Por su cuenta, los istmeños han iniciado con la autoconstrucción. FOTO: Mario Jiménez

A los habitantes de Santiago Astata les prometieron que entregarían 30 mil pesos a los afectados de pérdida parcial “y ahora salen con que nada más 15 mil pesos; nos habían prometido que nos daban la mitad y en un mes nos dan el resto”, dijo Villalobos Peto.


Incluso Alejandro Murat, gobernador del estado, aseguró que las cocinas comunitarias y el albergue de la Marina iba a estar permanente hasta terminar la reconstrucción de la última vivienda, señaló el vecino.


“Aquí hay escombros en las calles, hay bardas que están a punto de caer, gente viviendo en las calles o habitando casas en muy mal estado”, finalizó el improvisado líder social.


Clases, en donde se pueda



El jardín de niños, en instalaciones prestadas. FOTO: Mario Jiménez

Las dos escuelas primarias de Astata quedaron inservibles, los alumnos de una toman clases en las instalaciones de la secundaria de la localidad y la otra, en salones acondicionados con lonas, palmas y telas.

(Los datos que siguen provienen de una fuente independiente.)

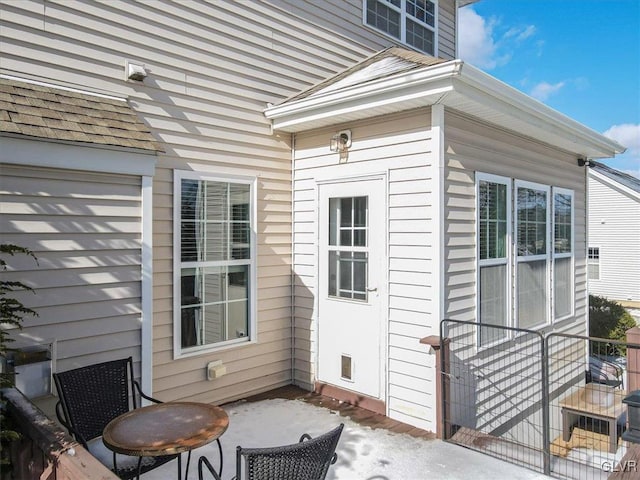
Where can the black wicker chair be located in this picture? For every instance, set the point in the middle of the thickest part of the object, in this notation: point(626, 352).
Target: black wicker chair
point(309, 459)
point(92, 396)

“Estamos trabajando, literalmente, en la intemperie. Con el apoyo de los papás y de la comunidad hemos podido medio acondicionar los espacios en donde se están realizando las labores docentes”, destacó, Azucena del Carmen Toledo López, directora de la escuela primaria Odilón Piñón Ramírez.


El Centro de Estudios Científicos y Tecnológicos del Estado de Oaxaca (CECYTE) les proporcionó pizarrones, pues no tenían, ya que Protección Civil recomendó no entrar a la escuela hasta que revisaran, "de eso hace tres meses", resaltó la directora.


Preescolares mendigan espacio



La escuela, entre palmas. FOTO: Mario Jiménez

Los pequeños juegan despreocupados, para ellos lo más importante es convivir con sus compañeros, el más grande apenas rebasa el metro con 15 centímetros, sin embargo, los maestros y los profesores saben que no están en un lugar adecuado.


Leticia Cortés Cisneros, directora del plantel resaltó que rentan una casa, la cual no cuenta con las condiciones necesarias de seguridad para los pequeños, por lo que cinco padres de familia tomaron la decisión de no enviar a sus hijos.


El jardín de niños Guelaapig, de Santiago Astata no se ha caído de milagro, las enormes grietas que presentan lo hacen inutilizable, y los padres de familia lo saben, sin embargo, no hay señales de que se construirá una nueva escuela .


“Tenemos 44 alumnos y tres maestros, quienes atienden tres grupos. Este cuarto no tiene más de 30 metros cuadrados, en donde tenemos que acomodarnos todos los niños del preescolar”, afirmó Cortés Cisneros.